Final Score : 3/5, série annulée à la fin de sa première saison (mais avec une vraie conclusion).
Que reste-t-il de Caprica ? Des idées courageuses, une vraie liaison sympathique avec BSG, et un univers extrêmement sympathique. Mais à trop vouloir jouer des arches différentes, le show perd son identité dans sa deuxième moitié pour offrir quelque chose qui aurait pu plaire à certains, mais certainement pas aux fans de la première heure. Caprica est un échec, mais malgré tout un magnifique échec.
Supernatural aurait du s’arrêter l’année dernière, à la fin du run de cinq ans d’Eric Kripke, créateur du show, qui affirmait avoir dit tout ce qu’il avait à dire sur la série. Mais les audiences étant… on va dire honnêtes, histoire d’être gentil, ou en tous cas pas totalement catastrophiques, et surtout la critique étant relativement dithyrambique depuis quelques saisons, la CW a désiré reconduire la série. Difficile de convaincre tout le monde de revenir, mais ce qui les a mis d’accord c’est que la nouvelle showrunneuse serait Sela Ward, ancienne assistante d’Eric Kripke et auteur sur pas mal d’épisodes. On lui faisait confiance pour tenter de perpétuer la qualité de la série – mais on ne s’attendait pas non plus à ce qu’elle fasse aussi bien. Et pourtant…
Autant vous le dire tout de suite, cette sixième saison de Supernatural est juste incroyable. En reprenant la liste et les résumés de tous les épisodes, je me suis rendu compte qu’il n’y avait absolument rien à jeter. Scénaristiquement, la série fait vraiment très très fort. D’abord dans son histoire générale, son feuilletonnant qui court tout au long de la saison, magnifiquement écrit, bourré de twists et autres retournements de situation, servis par des épisodes proprement géniaux, par exemple l’extraordinaire The Man who would be King, écrit par Ben Edlund, un monstre de travail sur la structure et l’utilisation de la temporalité dans le scénario.

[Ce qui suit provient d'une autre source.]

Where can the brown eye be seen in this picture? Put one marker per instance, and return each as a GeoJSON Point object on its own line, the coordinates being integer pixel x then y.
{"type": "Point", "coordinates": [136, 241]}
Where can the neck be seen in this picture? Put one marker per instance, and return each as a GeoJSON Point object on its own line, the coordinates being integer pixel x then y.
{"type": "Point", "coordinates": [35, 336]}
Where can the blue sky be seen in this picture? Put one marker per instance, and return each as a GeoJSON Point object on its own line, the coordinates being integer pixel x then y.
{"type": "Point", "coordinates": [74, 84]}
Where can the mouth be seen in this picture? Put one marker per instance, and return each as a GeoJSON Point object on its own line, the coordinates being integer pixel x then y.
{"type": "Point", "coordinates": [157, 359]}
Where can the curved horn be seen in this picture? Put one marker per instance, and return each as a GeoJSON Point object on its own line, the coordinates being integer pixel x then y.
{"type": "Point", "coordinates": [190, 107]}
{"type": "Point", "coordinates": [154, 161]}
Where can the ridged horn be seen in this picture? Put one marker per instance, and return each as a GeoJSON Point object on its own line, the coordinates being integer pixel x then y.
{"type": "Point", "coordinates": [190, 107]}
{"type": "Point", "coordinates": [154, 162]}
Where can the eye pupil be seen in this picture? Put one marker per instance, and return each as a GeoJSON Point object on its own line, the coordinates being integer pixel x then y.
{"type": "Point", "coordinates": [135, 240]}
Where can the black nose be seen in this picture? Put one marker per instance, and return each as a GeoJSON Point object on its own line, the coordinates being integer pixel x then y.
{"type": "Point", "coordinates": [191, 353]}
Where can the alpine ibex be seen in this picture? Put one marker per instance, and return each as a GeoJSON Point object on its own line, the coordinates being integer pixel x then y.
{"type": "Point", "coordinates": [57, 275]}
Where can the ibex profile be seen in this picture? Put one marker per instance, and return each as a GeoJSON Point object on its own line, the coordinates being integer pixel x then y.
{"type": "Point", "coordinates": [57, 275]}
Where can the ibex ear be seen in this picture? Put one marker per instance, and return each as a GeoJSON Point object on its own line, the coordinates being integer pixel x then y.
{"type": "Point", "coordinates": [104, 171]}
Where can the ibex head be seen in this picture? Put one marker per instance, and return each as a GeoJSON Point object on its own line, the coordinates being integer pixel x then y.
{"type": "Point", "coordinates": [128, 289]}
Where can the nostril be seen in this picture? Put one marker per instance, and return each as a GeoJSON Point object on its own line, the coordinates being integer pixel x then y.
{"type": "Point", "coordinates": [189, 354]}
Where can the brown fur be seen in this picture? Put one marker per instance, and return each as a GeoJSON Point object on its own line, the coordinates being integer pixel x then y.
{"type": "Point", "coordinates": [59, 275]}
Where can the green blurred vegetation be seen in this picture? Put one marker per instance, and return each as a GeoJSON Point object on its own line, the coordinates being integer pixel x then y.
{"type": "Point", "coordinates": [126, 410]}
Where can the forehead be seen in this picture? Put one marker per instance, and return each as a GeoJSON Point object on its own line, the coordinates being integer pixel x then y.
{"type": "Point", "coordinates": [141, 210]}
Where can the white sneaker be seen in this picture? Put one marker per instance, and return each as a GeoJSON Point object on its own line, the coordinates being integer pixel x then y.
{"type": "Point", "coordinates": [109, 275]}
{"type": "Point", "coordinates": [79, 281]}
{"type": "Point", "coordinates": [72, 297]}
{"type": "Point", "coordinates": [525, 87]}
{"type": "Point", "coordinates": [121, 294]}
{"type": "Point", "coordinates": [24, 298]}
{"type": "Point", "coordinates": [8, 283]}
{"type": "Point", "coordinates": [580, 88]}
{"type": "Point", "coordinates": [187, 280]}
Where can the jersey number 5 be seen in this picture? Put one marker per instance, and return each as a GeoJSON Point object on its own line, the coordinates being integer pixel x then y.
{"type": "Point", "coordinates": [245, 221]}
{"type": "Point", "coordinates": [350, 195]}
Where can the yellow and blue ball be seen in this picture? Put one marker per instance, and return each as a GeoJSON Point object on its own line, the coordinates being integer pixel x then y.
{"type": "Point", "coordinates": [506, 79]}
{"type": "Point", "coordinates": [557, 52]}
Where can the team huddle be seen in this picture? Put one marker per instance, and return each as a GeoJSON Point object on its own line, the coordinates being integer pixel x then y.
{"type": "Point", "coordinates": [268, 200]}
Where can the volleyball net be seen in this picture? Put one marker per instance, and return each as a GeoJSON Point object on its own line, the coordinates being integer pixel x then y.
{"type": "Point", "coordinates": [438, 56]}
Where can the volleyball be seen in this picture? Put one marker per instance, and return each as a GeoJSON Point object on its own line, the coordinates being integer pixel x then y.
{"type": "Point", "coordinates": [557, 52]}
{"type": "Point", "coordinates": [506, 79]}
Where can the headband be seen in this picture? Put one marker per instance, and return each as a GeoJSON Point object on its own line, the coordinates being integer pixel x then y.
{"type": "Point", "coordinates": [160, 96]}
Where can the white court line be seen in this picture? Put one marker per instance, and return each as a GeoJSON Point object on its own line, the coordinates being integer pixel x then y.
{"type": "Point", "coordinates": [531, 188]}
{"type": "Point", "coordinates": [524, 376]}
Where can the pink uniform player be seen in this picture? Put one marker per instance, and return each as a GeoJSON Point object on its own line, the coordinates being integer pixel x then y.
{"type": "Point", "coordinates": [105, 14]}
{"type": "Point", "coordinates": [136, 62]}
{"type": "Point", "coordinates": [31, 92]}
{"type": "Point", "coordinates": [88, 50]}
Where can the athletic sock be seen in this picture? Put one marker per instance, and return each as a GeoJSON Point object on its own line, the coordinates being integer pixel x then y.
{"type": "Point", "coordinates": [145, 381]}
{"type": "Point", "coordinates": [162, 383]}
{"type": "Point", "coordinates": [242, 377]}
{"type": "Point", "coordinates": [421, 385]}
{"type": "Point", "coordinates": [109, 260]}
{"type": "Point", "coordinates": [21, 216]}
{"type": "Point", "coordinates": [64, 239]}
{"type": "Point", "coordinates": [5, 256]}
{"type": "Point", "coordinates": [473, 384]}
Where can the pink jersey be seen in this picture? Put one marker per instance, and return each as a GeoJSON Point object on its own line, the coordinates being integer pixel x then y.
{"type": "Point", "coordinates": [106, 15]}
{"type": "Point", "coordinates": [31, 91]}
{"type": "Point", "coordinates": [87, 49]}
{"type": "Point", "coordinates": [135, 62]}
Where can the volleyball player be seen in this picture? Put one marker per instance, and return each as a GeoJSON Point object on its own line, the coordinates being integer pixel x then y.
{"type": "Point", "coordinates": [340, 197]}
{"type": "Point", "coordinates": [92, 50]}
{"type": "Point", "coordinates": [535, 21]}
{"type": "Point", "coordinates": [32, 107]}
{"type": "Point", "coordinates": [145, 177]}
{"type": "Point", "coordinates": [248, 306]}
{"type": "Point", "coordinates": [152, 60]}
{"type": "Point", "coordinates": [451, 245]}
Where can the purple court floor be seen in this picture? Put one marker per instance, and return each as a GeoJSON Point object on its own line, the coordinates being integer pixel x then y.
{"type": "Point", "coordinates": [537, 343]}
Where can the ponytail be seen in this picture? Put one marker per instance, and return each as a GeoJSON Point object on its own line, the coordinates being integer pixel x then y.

Ce même Ben Edlund est aussi à l’origine de quelques uns des épisodes plus ou moins bouclés les plus inventifs jamais fait, comme ce formidable The French Mistake ou les personnages Dean et Sam se retrouvent sur le tournage… de Supernatural, à devoir se faire passer pour les terribles et franchement mauvais acteurs Jensen Ackles et Jared Padalecki. On notera aussi l’excellent My Heart will go on, dans lequel un ange retourne dans le passé pour empêcher le Titanic de couler, tout simplement parce qu’il ne supporte pas les chansons de Celine Dion, ni le film de James Cameron. Et on pourrait en citer à la pelle, tant cette saison regorge de trouvailles, de bonnes idées et de moments inoubliables.
Alors oui, la réalisation n’est pas un grand moment de cinéma, mais reconnaissons à la série une production value qui arrive à nous faire croire à des décors différents dans tous les Etats Unis semaine après semaine… alors que le show est tourné dans des petits locaux au Canada. Et si Jensen Ackles et Jared Padalecki (faut le faire quand même ces noms!) ont un peu des gueules de gravure de mode, ils maîtrisent maintenant parfaitement leurs personnages et s’avèrent de redoutables acteurs. Entouré par un casting plus que brillant (Misha Collins en Castiel est sans doute l’un des plus incroyables comédiens de l’année), les frères Winchesters continuent d’être au top du top, et Supernatural est toujours, et de très loin, l’une des meilleures séries de ces dix dernières années.